In deze zaak hebben verzoekers beroep ingesteld tegen het besluit van het college van burgemeester en wethouders van de gemeente Sluis, dat op 19 september 2018 een omgevingsvergunning heeft verleend aan een derde partij voor het aanleggen van een tijdelijke toegangsweg. De rechtbank heeft op 14 januari 2022 uitspraak gedaan in deze zaak. Tijdens de zitting op 14 februari 2020 heeft de derde partij toegezegd dat het gebruik van de toegangsweg voor bouwverkeer in het eerste kwartaal van 2021 zou stoppen, en het college heeft toegezegd de omgevingsvergunning vóór 1 april 2021 in te trekken. Echter, verzoekers hebben op 14 april 2021 geconstateerd dat de omgevingsvergunning niet was ingetrokken en hebben verweerder in gebreke gesteld.

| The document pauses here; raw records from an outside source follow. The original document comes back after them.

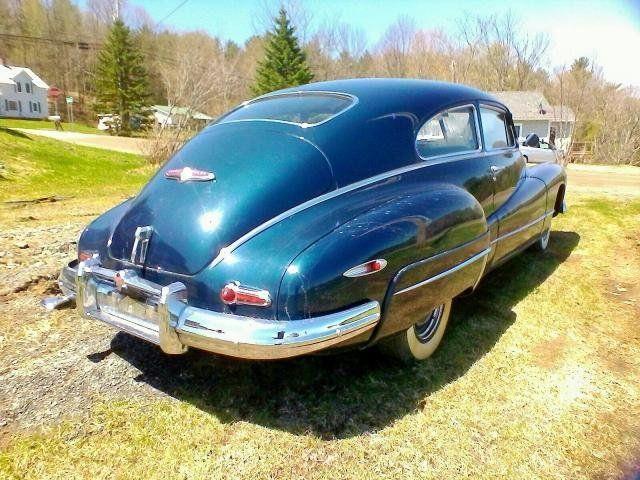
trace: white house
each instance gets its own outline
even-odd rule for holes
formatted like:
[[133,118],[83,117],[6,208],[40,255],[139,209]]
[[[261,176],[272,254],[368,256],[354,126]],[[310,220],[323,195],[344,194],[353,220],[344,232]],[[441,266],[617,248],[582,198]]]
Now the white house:
[[575,124],[575,115],[569,107],[549,104],[541,92],[491,92],[491,95],[511,110],[520,140],[535,133],[540,138],[552,138],[557,146],[569,144]]
[[47,118],[48,92],[31,69],[0,64],[0,117]]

De rechtbank heeft geoordeeld dat er geen sprake is van tegemoetkomen aan verzoekers, omdat de omgevingsvergunning is ingetrokken op verzoek van de derde partij en niet op verzoek van de verzoekers. De rechtbank heeft ook geoordeeld dat verzoekers niet kunnen stellen dat hun beroep van rechtswege mede betrekking heeft op de besluiten van 1 juni 2021, omdat zij niet voldoen aan de voorwaarden van de Algemene wet bestuursrecht. De rechtbank heeft het verzoek om proceskostenvergoeding en schadevergoeding afgewezen, evenals het verzoek om vergoeding van het betaalde griffierecht en betaling van verbeurde dwangsommen.
De uitspraak is gedaan door mr. L.P. Hertsig en is openbaar gemaakt op 14 januari 2022. Tegen deze uitspraak kan binnen zes weken hoger beroep worden ingesteld bij de Afdeling bestuursrechtspraak van de Raad van State.